Clothing retailer Macy’s Inc. (NYSE: M) is set to unveil its second-quarter numbers on August 14, at 8 am ET. The general outlook is not very encouraging, with market watchers predicting a 34% year-over-year decrease in earnings to $0.46 per share on flat revenues of $5.55 billion.
After posting above-consensus earnings for all the trailing four quarters, the company is likely to beat the estimates this time too. Investments in growth initiatives could impact earnings negatively in the June quarter and beyond, which will be partially offset by the cost-cutting efforts. Comparable sales growth is estimated to be flat this time, considering the not-so-impressive inventory position after the spring season.
On the sales front, the improved weather conditions point to better store traffic, while the bottom-line stands to benefit modestly from tax refunds. While the aggressive marketing initiatives, such as the Growth 150 program, has been effective in retaining footfall, the management might close some of the underperforming stores. The present scenario calls for additional focus on the company’s e-commerce segment.
With the US-China trade relation deteriorating recently, Macy’s is in for trouble in terms of long-term growth prospects, as it might end up paying more for China-sourced items. The company might also fail to meet the full-year guidance issued by CEO Jeff Gennette recently.

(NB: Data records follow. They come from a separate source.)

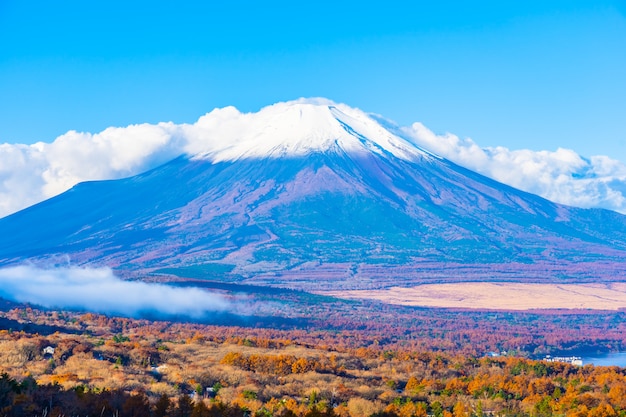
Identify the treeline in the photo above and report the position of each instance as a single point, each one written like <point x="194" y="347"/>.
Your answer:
<point x="67" y="364"/>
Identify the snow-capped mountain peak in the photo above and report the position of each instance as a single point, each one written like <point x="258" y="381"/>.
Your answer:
<point x="293" y="129"/>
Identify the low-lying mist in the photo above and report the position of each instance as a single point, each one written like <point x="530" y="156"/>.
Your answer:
<point x="99" y="290"/>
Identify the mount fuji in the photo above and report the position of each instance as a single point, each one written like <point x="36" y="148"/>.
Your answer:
<point x="315" y="195"/>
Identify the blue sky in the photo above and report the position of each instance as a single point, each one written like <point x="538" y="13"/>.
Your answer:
<point x="527" y="74"/>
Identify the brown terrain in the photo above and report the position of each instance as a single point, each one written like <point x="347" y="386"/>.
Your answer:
<point x="499" y="296"/>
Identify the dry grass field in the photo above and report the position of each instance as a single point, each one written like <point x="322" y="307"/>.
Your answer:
<point x="500" y="296"/>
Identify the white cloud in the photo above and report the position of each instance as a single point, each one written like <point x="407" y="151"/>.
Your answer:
<point x="99" y="290"/>
<point x="561" y="176"/>
<point x="32" y="173"/>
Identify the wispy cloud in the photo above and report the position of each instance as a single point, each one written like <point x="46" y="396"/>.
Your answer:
<point x="32" y="173"/>
<point x="99" y="290"/>
<point x="561" y="176"/>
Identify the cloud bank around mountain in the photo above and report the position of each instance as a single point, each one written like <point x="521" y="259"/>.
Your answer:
<point x="561" y="176"/>
<point x="99" y="290"/>
<point x="32" y="173"/>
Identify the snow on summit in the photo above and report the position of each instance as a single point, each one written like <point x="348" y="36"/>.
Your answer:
<point x="32" y="173"/>
<point x="292" y="129"/>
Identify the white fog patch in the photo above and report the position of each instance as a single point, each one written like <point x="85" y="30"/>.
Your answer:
<point x="32" y="173"/>
<point x="561" y="176"/>
<point x="99" y="290"/>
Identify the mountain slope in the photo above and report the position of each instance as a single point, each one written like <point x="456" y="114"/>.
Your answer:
<point x="312" y="197"/>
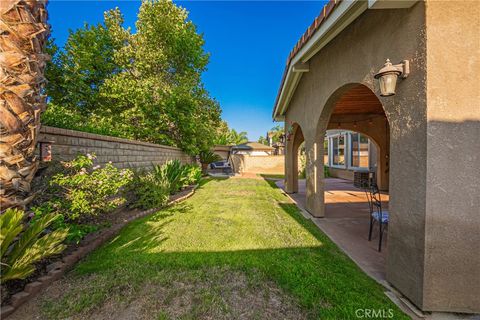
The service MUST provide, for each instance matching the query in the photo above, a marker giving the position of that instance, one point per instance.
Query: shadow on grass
(324, 282)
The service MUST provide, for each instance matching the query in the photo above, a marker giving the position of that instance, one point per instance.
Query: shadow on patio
(346, 222)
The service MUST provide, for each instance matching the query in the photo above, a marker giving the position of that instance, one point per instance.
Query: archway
(354, 107)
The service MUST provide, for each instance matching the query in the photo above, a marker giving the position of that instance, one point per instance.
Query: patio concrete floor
(347, 221)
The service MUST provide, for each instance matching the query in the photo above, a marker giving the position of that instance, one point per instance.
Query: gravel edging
(57, 269)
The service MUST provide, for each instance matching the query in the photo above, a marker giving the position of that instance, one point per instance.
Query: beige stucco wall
(351, 58)
(258, 164)
(452, 244)
(341, 173)
(222, 151)
(433, 237)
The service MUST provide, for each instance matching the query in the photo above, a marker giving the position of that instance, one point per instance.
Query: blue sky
(248, 42)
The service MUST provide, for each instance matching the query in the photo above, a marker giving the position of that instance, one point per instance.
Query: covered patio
(346, 222)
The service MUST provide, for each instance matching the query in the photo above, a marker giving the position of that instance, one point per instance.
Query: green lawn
(272, 176)
(237, 249)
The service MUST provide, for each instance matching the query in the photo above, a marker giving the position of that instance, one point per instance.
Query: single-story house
(406, 74)
(252, 149)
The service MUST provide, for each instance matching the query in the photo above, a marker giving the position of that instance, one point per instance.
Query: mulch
(109, 220)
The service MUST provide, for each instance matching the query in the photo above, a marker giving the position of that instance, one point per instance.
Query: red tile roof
(319, 20)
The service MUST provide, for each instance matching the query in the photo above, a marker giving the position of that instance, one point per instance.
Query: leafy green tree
(78, 71)
(144, 85)
(227, 136)
(263, 140)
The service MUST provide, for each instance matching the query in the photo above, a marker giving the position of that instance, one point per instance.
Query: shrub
(172, 172)
(151, 190)
(88, 190)
(22, 245)
(207, 157)
(192, 174)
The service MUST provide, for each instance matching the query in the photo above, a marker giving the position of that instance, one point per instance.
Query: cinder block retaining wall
(124, 153)
(258, 164)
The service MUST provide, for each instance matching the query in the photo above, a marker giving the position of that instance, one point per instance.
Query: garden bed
(16, 292)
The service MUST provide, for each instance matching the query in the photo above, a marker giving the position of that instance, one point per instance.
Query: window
(338, 150)
(359, 154)
(325, 152)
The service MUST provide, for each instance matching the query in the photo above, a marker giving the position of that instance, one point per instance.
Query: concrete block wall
(123, 153)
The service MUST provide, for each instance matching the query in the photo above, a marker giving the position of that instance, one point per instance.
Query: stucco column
(291, 177)
(314, 173)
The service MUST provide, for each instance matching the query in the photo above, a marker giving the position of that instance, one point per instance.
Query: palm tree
(23, 35)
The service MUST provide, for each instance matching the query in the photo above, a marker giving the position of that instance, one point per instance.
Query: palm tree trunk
(23, 33)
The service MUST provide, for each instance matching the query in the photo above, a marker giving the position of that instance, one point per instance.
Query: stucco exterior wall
(352, 58)
(124, 153)
(452, 244)
(258, 164)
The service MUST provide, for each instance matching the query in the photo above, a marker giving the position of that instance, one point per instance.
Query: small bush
(172, 172)
(87, 190)
(192, 174)
(150, 190)
(24, 244)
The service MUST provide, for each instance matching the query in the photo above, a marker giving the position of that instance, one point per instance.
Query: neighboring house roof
(219, 147)
(250, 146)
(335, 16)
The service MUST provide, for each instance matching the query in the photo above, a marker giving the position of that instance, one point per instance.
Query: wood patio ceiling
(358, 100)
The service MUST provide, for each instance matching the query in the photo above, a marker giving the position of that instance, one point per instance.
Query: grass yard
(272, 176)
(237, 249)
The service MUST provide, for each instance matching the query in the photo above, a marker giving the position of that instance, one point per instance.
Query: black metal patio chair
(377, 214)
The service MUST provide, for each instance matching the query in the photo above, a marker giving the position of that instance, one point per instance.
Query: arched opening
(359, 117)
(352, 124)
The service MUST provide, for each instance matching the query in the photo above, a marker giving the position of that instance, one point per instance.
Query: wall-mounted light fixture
(387, 76)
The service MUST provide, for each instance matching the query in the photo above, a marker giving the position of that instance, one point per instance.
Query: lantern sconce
(387, 76)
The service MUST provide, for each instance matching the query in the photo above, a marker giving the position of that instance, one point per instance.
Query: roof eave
(337, 15)
(341, 16)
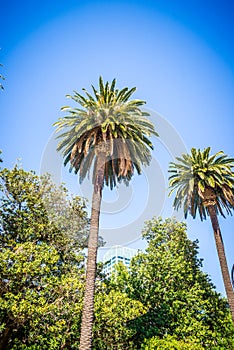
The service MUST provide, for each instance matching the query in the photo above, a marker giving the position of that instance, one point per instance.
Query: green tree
(111, 133)
(205, 184)
(41, 265)
(169, 343)
(180, 299)
(113, 312)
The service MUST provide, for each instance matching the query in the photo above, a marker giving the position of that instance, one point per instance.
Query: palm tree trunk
(88, 305)
(222, 258)
(5, 338)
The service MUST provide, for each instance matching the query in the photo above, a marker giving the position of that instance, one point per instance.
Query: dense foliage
(164, 301)
(196, 175)
(180, 299)
(41, 265)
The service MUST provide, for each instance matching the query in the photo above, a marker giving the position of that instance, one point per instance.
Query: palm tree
(205, 184)
(108, 133)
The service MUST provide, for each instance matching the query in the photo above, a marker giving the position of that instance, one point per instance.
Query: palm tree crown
(202, 180)
(107, 122)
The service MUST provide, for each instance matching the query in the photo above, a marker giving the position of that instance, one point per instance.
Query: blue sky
(179, 55)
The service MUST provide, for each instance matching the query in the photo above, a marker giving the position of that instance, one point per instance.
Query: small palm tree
(107, 134)
(205, 184)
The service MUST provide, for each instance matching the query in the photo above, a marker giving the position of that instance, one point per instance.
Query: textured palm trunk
(222, 258)
(88, 305)
(5, 338)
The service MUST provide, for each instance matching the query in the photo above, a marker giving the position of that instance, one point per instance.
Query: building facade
(115, 255)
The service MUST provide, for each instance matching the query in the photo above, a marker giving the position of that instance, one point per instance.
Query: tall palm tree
(205, 184)
(107, 134)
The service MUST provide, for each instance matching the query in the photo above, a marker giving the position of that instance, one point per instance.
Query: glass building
(115, 255)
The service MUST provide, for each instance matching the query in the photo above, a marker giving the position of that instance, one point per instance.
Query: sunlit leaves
(110, 119)
(193, 173)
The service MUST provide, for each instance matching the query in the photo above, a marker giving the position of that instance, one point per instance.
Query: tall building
(115, 255)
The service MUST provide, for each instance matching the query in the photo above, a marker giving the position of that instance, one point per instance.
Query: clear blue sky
(179, 54)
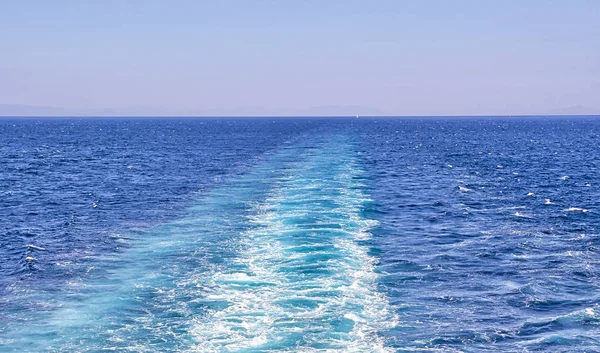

Macy’s had a rather weak start to the fiscal year, with earnings dropping 8% to $0.44 per share in the first quarter amid muted comparable sales growth. At $5.5 billion, revenues were flat year-over-year. However, the bottom-line came in above the estimates. While pinning hope on its strategic initiatives to improve the momentum during the remainder of the year, the management guided flat sales growth for the full fiscal year.
Rival apparel retailer JC Penney (JCP) will be reporting its second-quarter results on August 15 before the opening bell. Analysts expect the company’s loss to narrow to $0.31 per share, while revenues are seen falling 4% year-over-year.
Macy’s is one of the worst affected stocks after the US-China trade war escalated as investors went into a selling spree. In the last session, the company’s shares traded at the lowest level in nearly two years. The stock lost about 35% since the beginning of the year.